Funny thing is I can't figure out the pattern -- I tried creating a new ASMX web service as a test and wrapping that -- variables are not renamed then. So I can't figure out the pattern of why/when WCF renames variables.

Anybody know?

+2  A: 

Typically, the generated proxy will have "XField" and "YField" as internal/protected/private fields, and expose the values through properties called "X" and "Y". There are options you can set when creating the proxy client to tweak that to your liking, I think.

UPDATE: I don't seem to find any switches or options to control this behavior. It might depend on which serializer (DataContractSerializer vs. XmlSerializer) WCF uses for creating the client proxy.

In the end, it's really more or less just an issue of coding style - functionally, it shouldn't make a difference.

Marc

marc_s
Right, that's how it NORMALY works, but I'm seeing the public fields are renamed to. So the internal fields are called "XFieldField" and the public accessor is called "XField". Not what I want, and it means the interface to the wrapper service becomes different than the interface to the actual service. So I can no longer treat the two services interchangably.
tavistmorph
THat's odd and unexpected - how do you create your client proxy? In Visual Studio or using svcutil.exe ??
marc_s
Exactly -- odd and unexpected. It's only happening on this one project, so I can't figure out the pattern. But I created the client proxy with Visual Studio, just by clicking "Add service reference".
tavistmorph
A: 

@tavistmorph -- Were you able to find a solution? I'm experiencing the same problem.

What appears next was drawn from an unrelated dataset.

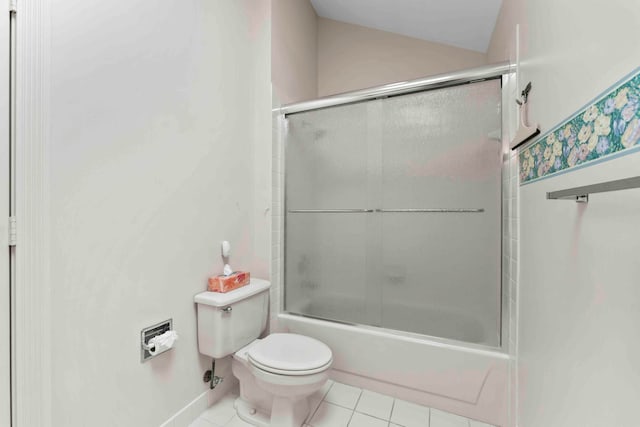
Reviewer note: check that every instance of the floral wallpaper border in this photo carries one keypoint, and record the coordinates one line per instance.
(606, 126)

I'm accessing a web service through two application tiers (WCF calls). Its something like this

  • Java web service -> Service Foo -> Property UserId
  • WCF Internal -> Reference FooProxy -> Property UserId
  • WCF External -> Reference FooIntProxy -> property userIdField
  • Web Appln -> Reference FooExtProxy -> Propety userIdFieldField

Is there a switch to prevent this 'Field' from getting appended to the generated members?

OrbitZen
A: 

I had the same problem but i was able to find solution.

In the interface if you add [DataContractFormat] tag you will end up with "XFieldField" case. But if you replace it with [XmlSerializerFormat] in the interface it will not change the names in the proxy generated.